Obama reassures as oil slick nears US coast
WASHINGTON - President Barack Obama is trying to reassure fishermen and others on the US Gulf Coast that the government is doing all it can as masses of oil from a pipeline rupture endanger fisheries, oyster beds and beaches.
"Your government will do whatever it takes for as long as it takes to stop this crisis," Obama said during a visit on Sunday to southeastern Louisiana. "We're dealing with a massive and potentially unprecedented environmental disaster."
BP Plc is ready to pay all legitimate claims tied to the oil spill caused by the accident at its Gulf of Mexico undersea well, Chief Executive Tony Hayward told National Public Radio on Monday. He said the London-based company fully accepted responsibility for the spill and would pay for the cleanup operation.
BP has not put an estimate on the likely costs of the spill.
Arial survey
Obama took a brief helicopter tour 15 miles (24 kilometers) east of Venice to view the kinds of marshlands and estuaries threatened by the spill. High winds prevented him from flying over the 30-mile (48-km) spill itself.
The leaking oil imperils not only the environment but an abundant fishing industry, which Obama called "the heartbeat of the region's economic life." In front of a cabin and RV park in Boothville, along Louisiana Highway 23, was a plywood sign pleading, "Obama Send Help!!!!"
"We're going to do everything in our power to protect our natural resources, compensate those who have been harmed, rebuild what has been damaged and help this region persevere like it has done so many times before," Obama said.
It appeared little could be done in the short term to stem the oil flow, which was also drifting toward the beaches of neighboring Mississippi and farther east along the Florida Panhandle.
BP Chairman Lamar McKay raised faint hope that the spill might be stopped more quickly by lowering a hastily manufactured dome to the ruptured wellhead a mile deep in the next few days, containing the oil and pumping it to the surface. Such a procedure has been used in some well blowouts.
Another potential hazard was a political one that depends on how the public judges the Obama administration's response. In 2005, President George W. Bush stumbled in dealing with Hurricane Katrina in the Gulf and left the impression of a president distant from immense suffering.

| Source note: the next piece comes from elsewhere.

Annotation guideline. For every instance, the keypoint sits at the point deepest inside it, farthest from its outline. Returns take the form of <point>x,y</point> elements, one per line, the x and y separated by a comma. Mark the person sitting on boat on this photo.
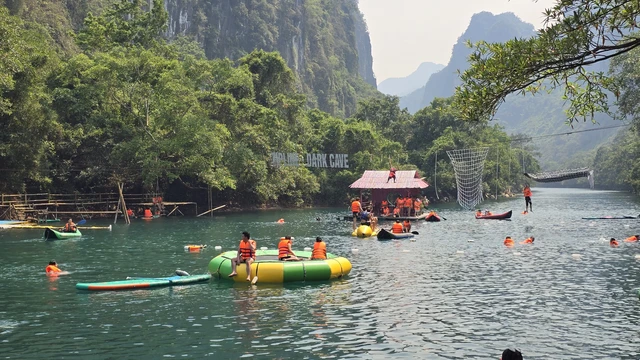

His presidency never recovered.
An investigation is under way into the cause of the April 20 well explosion and, depending on its outcome, questions may be raised about whether federal regulation of offshore rigs operating in extremely deep waters is sufficient.
In reality, oil companies and the government lack the technology to prevent the damage from a well gushing oil, killing wildlife and tainting a delicate ecosystem.
Admiral Thad Allen, the Coast Guard commandant, said the volume of spewing oil could climb to 100,000 barrels a day in the event of a total wellhead failure, a much greater breach than is believed to exist now.
In Teheran, an Iranian state company offered on Monday to help in preventing a vast oil slick that is moving towards the coast of the United States, the Islamic Republic's old foe, from causing an "ecological disaster". Haidar Bahmani, managing director of the National Iranian Drilling Company, said his firm was ready to provide assistance in fighting the spill.